The chemical reactions of photosynthesis require more energy than can be imparted by visible light to single electrons. Chinese scientists have developed a nanotech solution to harvest energy from multiple electrons—something alternative approaches to artificial photosynthesis have not yet managed to do. From Colin Barras at NewScientist.com news service “Nanotubes bring artificial photosynthesis a step nearer“:

Carbon nanotubes are the crucial chemical ingredient that could make artificial photosynthesis possible, say a team of Chinese researchers. The team has found that nanotubes mimic an important step in photosynthesis that chemists have been unable to copy until now.

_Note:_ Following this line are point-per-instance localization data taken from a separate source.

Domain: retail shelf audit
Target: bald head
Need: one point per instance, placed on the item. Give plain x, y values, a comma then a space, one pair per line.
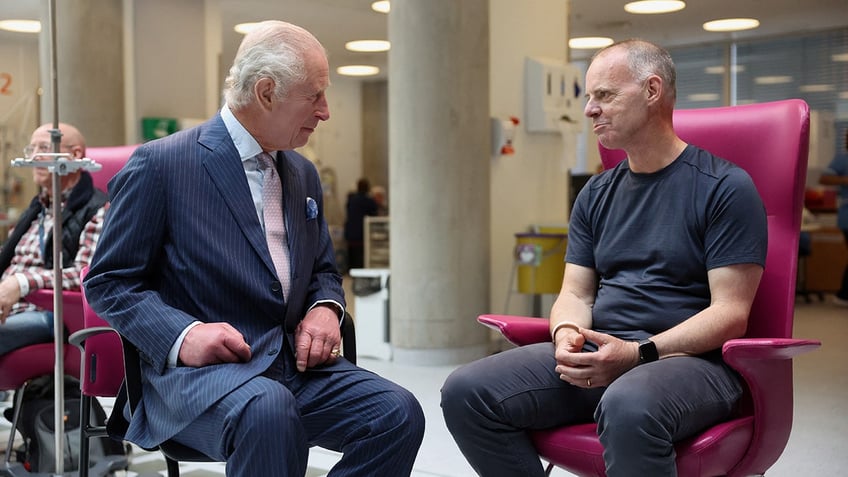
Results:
72, 142
645, 59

Artificial photosynthesis has the potential to efficiently produce hydrogen that could be used as a clean fuel for vehicles. It could also be used to mop up carbon dioxide from the atmosphere.

Photosynthetic organisms use the energy from light to break down water into oxygen and hydrogen. The hydrogen then reacts with carbon dioxide to help synthesise carbohydrates, the molecules organisms use to store energy.

Chemists have long tried in vain to reproduce the process, but one key step in particular has proven impossible to copy.

Visible photons can only contribute a limited amount of energy towards a chemical reaction. This energy is absorbed by electrons involved in the reaction.

Reactions that require more energy, such as the synthesis of carbohydrates, can only proceed when several energised electrons are available to contribute. For that reason, chemists say the photosynthesis falls into a class of reactions known as multiple electron systems.

But nobody has succeeded in making artificial multiple electron systems that could provide the necessary energy for artificial photosynthesis.

…Now, a team led by Xian-Fu Zhang at the Hebei Normal University of Science and Technology in Qinhuangdao, China, has found that single-walled carbon nanotubes could act as the chemical heart of a multiple electron system.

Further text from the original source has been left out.